Effects of entomopathogenic nematodes Steinernema carpocapsae and Heterorhabditis bacteriophora on the fitness of a Vip3A resistant subpopulation of Heliothis virescens (Noctuidae: Lepidoptera)






ABSTRACT The widespread use of transgenic plants imposes selection pressure on insect pest populations to develop insecticide resistance. Evaluation of effectiveness of resistance management strategies is very important in resistance management programs. Resistance management to insecticides is widely believed to depend in part on associated fitness costs. Fitness costs can delay the development of resistance. In the present study, the effects of two entomopathogenic nematode species, Steinernema carpocapsae and Heterorhabditis bacteriophora were studied on the fitness of first insect population of Heliothis virescens selected with Vip3A in the laboratory.
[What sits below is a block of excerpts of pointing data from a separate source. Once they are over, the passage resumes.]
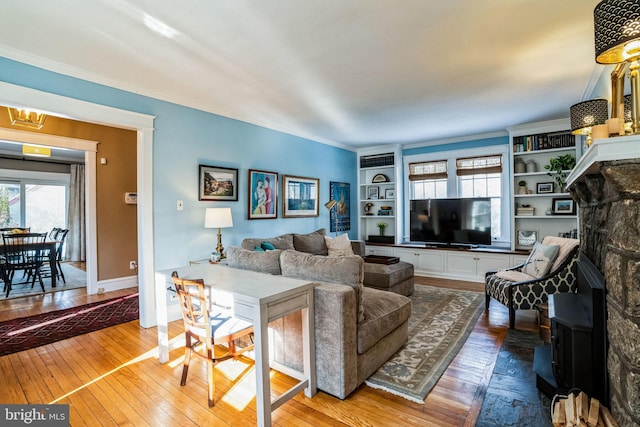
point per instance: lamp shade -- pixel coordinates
(627, 109)
(585, 115)
(36, 151)
(617, 30)
(218, 218)
(26, 118)
(330, 204)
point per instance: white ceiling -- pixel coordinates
(346, 72)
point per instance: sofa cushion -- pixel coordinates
(383, 313)
(263, 261)
(312, 243)
(347, 271)
(283, 242)
(540, 259)
(384, 276)
(514, 276)
(566, 248)
(340, 246)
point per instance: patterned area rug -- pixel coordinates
(440, 322)
(33, 331)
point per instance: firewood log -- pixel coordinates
(594, 411)
(559, 417)
(609, 421)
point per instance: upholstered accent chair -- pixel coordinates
(520, 288)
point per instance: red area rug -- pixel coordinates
(33, 331)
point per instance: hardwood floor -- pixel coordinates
(112, 377)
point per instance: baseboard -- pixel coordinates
(117, 284)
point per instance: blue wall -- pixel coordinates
(183, 139)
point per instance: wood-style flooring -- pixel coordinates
(112, 377)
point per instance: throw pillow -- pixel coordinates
(340, 246)
(311, 243)
(540, 260)
(267, 246)
(263, 261)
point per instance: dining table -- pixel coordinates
(48, 246)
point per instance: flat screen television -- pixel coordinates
(451, 222)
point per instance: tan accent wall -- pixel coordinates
(116, 221)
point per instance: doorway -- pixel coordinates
(15, 95)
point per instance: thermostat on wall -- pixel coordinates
(131, 198)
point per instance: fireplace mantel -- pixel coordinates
(604, 150)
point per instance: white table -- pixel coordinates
(258, 298)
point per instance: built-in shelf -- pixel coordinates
(535, 174)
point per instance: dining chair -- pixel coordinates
(210, 325)
(22, 252)
(59, 235)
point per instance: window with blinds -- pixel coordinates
(479, 165)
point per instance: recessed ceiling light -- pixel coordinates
(159, 27)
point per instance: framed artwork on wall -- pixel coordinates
(372, 193)
(563, 206)
(300, 196)
(340, 216)
(544, 187)
(217, 183)
(263, 195)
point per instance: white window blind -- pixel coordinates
(428, 170)
(478, 165)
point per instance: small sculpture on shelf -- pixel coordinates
(522, 187)
(558, 167)
(367, 209)
(381, 227)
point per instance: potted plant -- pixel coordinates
(523, 187)
(559, 166)
(381, 227)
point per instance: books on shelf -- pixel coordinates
(548, 141)
(528, 211)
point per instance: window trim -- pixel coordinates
(452, 185)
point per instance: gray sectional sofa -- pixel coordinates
(356, 328)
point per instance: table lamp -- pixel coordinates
(218, 218)
(331, 204)
(585, 115)
(617, 40)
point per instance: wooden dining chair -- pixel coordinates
(22, 252)
(60, 235)
(209, 325)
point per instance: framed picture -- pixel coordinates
(562, 206)
(527, 237)
(217, 183)
(372, 193)
(340, 216)
(544, 187)
(263, 195)
(300, 196)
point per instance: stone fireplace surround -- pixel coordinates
(606, 186)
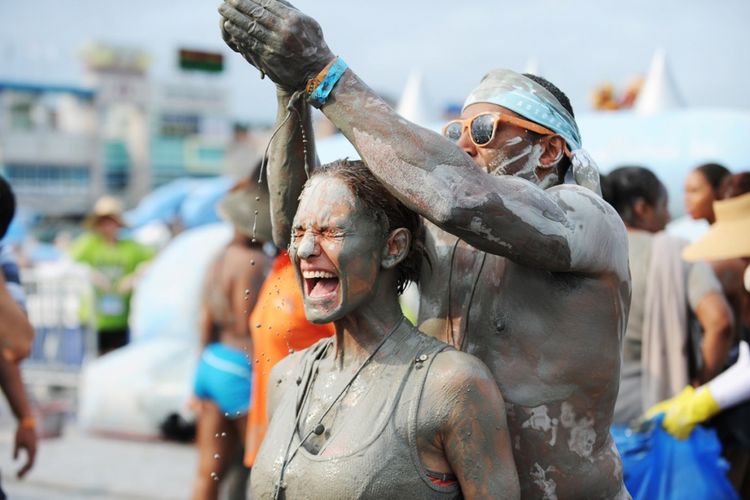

It was found that both nematodes species increased the fitness cost of Vip3A selected insects. The mortality of the Unsel subpopulation after exposure to either nematode species was significantly lower than that of the Vip3A-Sel subpopulation. Likewise, the reproduction of both nematode species was significantly greater in cadavers of the Unsel compared with the Vip3A-Sel subpopulation of H. virescens. There was positive correlation between nematode reproduction and the larval instar infected with nematodes. The penetration of infective nematode juveniles (IJ) was greater in the Vip3A-Sel subpopulation than in the Unsel subpopulation of H. virescens. It is concluded that entomopathogenic nematodes could increase the fitness costs and subsequently delay the resistance.